This is one of a series of posts we’re running this summer about the Collective Next Cards.
I’ve spent a fortune on cleaning products in an effort to have a spotless stovetop, a smudge-free refrigerator, a streakless mirror. “New & improved!” “No streaks!” “Organic!” For years, my Aunt Noey told me to try vinegar and water on glass. “It works!” she exclaimed. But I thought she’s old fashioned and out of touch with new innovative products. I ignored her … until I had a stubborn glass orb light fixture over my dining table. Every time the light changed in the room, I’d notice a new streak or a fingerprint. In desperation, I pulled out the vinegar. Magic. I should have listened.

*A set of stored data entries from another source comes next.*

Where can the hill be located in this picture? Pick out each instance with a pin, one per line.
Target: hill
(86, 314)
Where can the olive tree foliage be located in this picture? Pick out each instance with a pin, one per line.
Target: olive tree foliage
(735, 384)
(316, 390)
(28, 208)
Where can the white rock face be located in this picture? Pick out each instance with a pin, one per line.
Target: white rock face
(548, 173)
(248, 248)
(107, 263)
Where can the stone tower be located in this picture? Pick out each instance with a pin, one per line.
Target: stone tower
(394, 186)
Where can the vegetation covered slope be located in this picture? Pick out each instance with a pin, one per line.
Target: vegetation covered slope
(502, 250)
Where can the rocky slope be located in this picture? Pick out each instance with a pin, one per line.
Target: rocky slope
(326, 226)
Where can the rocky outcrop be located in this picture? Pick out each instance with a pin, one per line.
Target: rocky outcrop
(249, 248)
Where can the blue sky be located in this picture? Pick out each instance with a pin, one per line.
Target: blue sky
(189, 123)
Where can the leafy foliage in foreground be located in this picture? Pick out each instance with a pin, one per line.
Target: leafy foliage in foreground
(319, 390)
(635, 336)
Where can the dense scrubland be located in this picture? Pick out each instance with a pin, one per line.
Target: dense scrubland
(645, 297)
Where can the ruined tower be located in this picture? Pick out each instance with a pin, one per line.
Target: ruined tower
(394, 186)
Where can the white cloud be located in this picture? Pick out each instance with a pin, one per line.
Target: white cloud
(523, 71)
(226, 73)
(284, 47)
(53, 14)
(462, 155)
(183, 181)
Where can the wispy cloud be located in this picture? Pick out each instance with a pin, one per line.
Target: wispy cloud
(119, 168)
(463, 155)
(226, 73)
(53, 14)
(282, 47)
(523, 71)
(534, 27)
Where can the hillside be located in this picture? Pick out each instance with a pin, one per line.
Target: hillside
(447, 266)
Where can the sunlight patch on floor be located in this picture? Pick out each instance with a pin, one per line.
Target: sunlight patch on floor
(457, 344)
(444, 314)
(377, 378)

At Collective Next, we say “if it works, work it.” Recently, I designed a collaborative working session for a group of executives exploring the question “How can our culture enable us to address the challenges of the future and be the best in our industry?” The company is already a leader. It’s lauded for its culture. This session needed to stretch their thinking, provoke new thoughts, open up new insights, and give the executives a chance to think as opposed to act. I proposed an activity in which the execs would break into teams, each with a set of readings about what others are doing, how culture is changing, and how the workforce and customers are changing. The pushback: “What? You want the executives to read? Quietly? Without their phones or computers?” This will never work. Vinegar. We must pull the key insights out of the articles and present them via PowerPoint.

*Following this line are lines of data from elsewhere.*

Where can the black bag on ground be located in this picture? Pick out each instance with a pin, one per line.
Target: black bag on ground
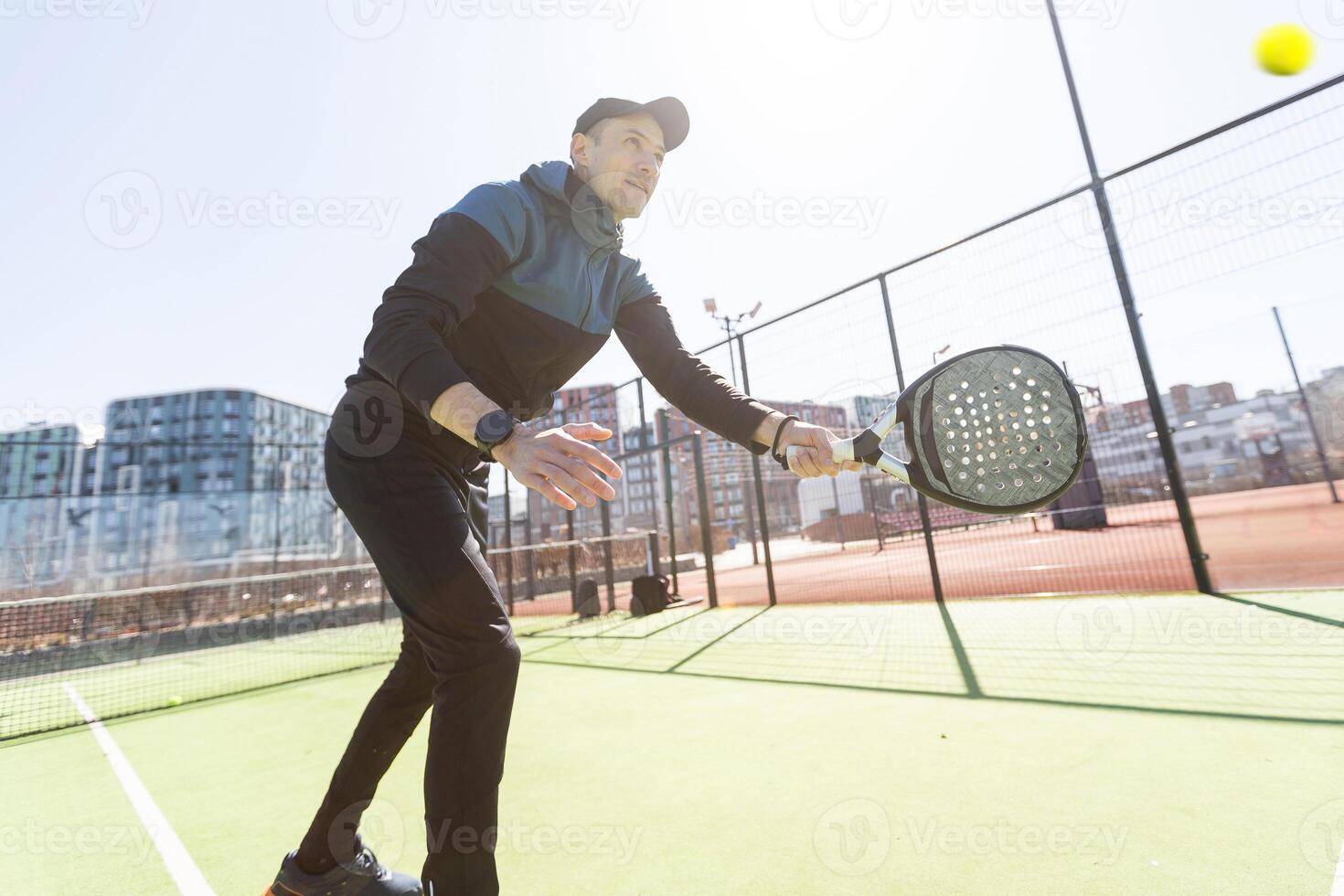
(586, 602)
(649, 594)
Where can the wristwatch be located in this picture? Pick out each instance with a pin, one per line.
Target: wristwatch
(494, 430)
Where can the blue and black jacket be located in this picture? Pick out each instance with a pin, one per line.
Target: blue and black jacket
(514, 289)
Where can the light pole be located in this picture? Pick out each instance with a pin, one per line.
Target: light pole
(730, 323)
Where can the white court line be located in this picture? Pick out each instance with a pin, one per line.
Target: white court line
(183, 869)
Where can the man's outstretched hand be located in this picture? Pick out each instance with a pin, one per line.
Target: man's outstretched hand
(814, 457)
(560, 465)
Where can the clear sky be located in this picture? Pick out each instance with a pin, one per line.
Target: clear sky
(288, 154)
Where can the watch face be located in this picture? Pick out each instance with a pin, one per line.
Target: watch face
(494, 426)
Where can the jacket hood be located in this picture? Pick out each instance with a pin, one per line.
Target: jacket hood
(592, 218)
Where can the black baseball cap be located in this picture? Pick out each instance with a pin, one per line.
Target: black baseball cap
(668, 112)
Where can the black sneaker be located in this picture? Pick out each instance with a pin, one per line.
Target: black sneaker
(363, 876)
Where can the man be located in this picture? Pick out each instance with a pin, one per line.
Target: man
(509, 293)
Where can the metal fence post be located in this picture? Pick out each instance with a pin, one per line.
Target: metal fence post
(702, 492)
(760, 488)
(572, 552)
(667, 493)
(1198, 559)
(606, 555)
(508, 546)
(645, 440)
(1307, 407)
(901, 386)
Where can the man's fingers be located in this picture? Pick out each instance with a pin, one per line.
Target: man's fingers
(824, 453)
(588, 432)
(804, 463)
(585, 475)
(592, 455)
(560, 478)
(542, 486)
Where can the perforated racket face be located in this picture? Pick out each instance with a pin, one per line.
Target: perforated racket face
(997, 429)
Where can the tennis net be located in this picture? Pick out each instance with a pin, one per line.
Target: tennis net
(126, 652)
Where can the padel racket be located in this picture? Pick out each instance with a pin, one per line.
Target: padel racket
(997, 430)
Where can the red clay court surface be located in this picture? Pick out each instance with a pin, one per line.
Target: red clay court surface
(1283, 538)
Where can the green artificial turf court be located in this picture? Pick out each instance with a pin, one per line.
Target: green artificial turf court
(1171, 744)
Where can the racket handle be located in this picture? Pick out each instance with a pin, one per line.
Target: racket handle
(837, 453)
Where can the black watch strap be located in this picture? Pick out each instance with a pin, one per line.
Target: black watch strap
(774, 446)
(494, 430)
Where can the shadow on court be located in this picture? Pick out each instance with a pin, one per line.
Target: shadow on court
(1221, 656)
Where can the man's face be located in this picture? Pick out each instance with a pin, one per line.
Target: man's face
(621, 162)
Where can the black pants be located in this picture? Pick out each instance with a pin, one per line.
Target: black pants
(423, 523)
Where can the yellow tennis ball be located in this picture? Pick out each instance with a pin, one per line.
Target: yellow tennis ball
(1285, 50)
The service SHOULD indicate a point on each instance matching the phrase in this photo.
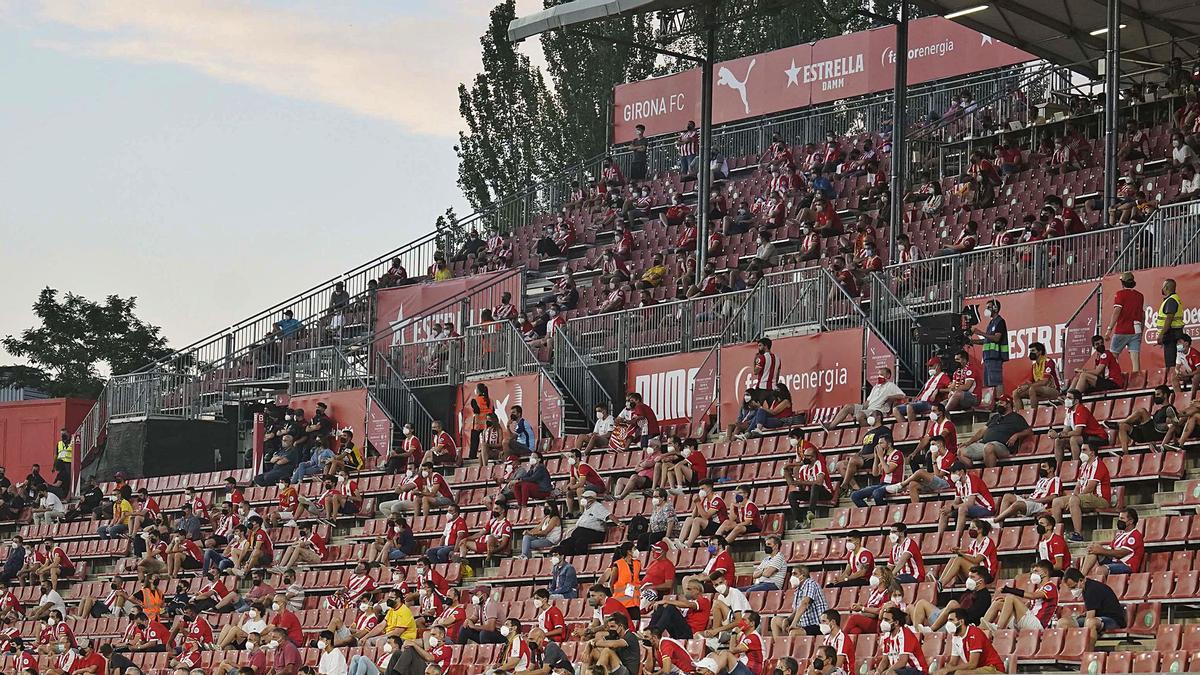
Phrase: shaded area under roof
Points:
(1059, 30)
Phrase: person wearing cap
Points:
(1126, 327)
(1000, 438)
(935, 389)
(617, 649)
(591, 526)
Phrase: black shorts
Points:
(1146, 432)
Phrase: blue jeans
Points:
(877, 493)
(761, 417)
(109, 531)
(1117, 567)
(439, 554)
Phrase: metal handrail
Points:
(577, 378)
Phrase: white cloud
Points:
(402, 69)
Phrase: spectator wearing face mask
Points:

But that would have defeated the purpose. We want the executives to have the space to think and to draw their own insights, based on their unique knowledge of the company, strategy, customers. And then, we want them to have a conversation about it—combine their insights to create new ideas, not simply extract what was said in an article.
This made people uncomfortable. Our session sponsors were nervous. I pulled the “trust me” card. And I had to reassure myself: “You know this works. Work it.” We made sure that every article, video clip, and book excerpt was rich and thought-provoking. Then we let the execs do their thing. And it was quiet. And they read. Some even used highlighters. And then the talking began, people were engaged, and great new ideas emerged.
The business world has gotten fancy. High tech, low touch. Fast. Efficient. “New & Improved.” Sometimes, though, you still need vinegar. Thanks Noey.